You can ZOOM IN instead of subsetting your data:
ggplot(chic, aes(x = date, y = temp)) +
geom_point(color = "firebrick") +
labs(x = "Year", y = "Temperature (°F)") +
ylim(c(0, 50))## Warning: Removed 777 rows containing missing values (geom_point).
You can also use scale_y_continuous(limits = c(0, 50)) or coord_cartesian(ylim = c(0, 50)). The former removes all data points outside the range while the second adjusts the visible area and is similar to ylim(c(0, 50)). You may wonder: So in the end both result in the same. But not really, there is an important difference—compare the two following plots:
You might have spotted that on the left there is some empty buffer around your y limits while on the right points are plotted right up to the border and even beyond. This perfectly illustrates the subsetting (left) versus the zooming (right). To show why this is important let’s have a look at a different chart type, a box plot:
… Because scale_x|y_continuous() subsets the data first, we get completely different (and wrong, at least if in the case this was not your aim) estimates for the box plots! I hope you don’t have to go back to your old scripts now and check if you maybe have manipulated your data while plotting and did report wrong summary stats in your report, paper or thesis…

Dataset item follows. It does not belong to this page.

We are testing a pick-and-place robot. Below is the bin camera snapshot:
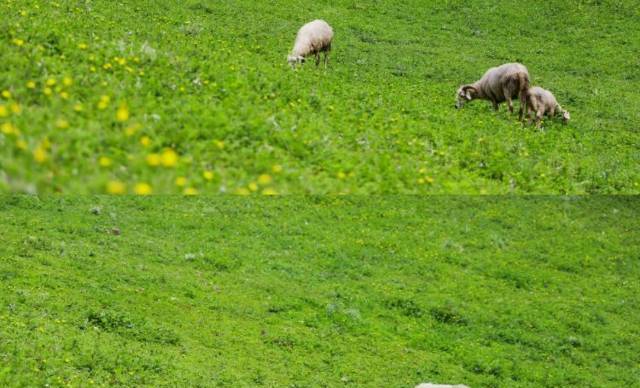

You can also force R to plot the graph starting at the origin:
library(tidyverse)
chic_high <- dplyr::filter(chic, temp > 25, o3 > 20)
ggplot(chic_high, aes(x = temp, y = o3)) +
geom_point(color = "darkcyan") +
labs(x = "Temperature higher than 25°F",
y = "Ozone higher than 20 ppb") +
expand_limits(x = 0, y = 0) 💁 Using
coord_cartesian(xlim = c(0, NA), ylim = c(0, NA)) will lead to the same result:
library(tidyverse)
chic_high <- dplyr::filter(chic, temp > 25, o3 > 20)
ggplot(chic_high, aes(x = temp, y = o3)) +
geom_point(color = "darkcyan") +
labs(x = "Temperature higher than 25°F",
y = "Ozone higher than 20 ppb") +
coord_cartesian(xlim = c(0, NA), ylim = c(0, NA))But again, we can force it to literally start plotting from the origin
ggplot(chic_high, aes(x = temp, y = o3)) +
geom_point(color = "darkcyan") +
labs(x = "Temperature higher than 25°F",
y = "Ozone higher than 20 ppb") +
expand_limits(x = 0, y = 0) +
scale_x_continuous(expand = c(0, 0)) +
scale_y_continuous(expand = c(0, 0)) +
coord_cartesian(clip = "off") 💡 The argument clip = “off” in any coordinate system, always starting with coord_*, allows to draw outside of the panel area.
Here, let’s plot temperature against temperature with some random noise.
The coord_equal() is a coordinate system with a specified ratio representing the number of units on the y-axis equivalent to one unit on the x-axis. The default, ratio = 1, ensures that one unit on the x-axis is the same length as one unit on the y-axis:
ggplot(chic, aes(x = temp, y = temp + rnorm(nrow(chic), sd = 20))) +
geom_point(color = "sienna") +
labs(x = "Temperature (°F)", y = "Temperature (°F) + random noise") +
xlim(c(0, 100)) + ylim(c(0, 150)) +
coord_fixed()## Warning: Removed 48 rows containing missing values (geom_point).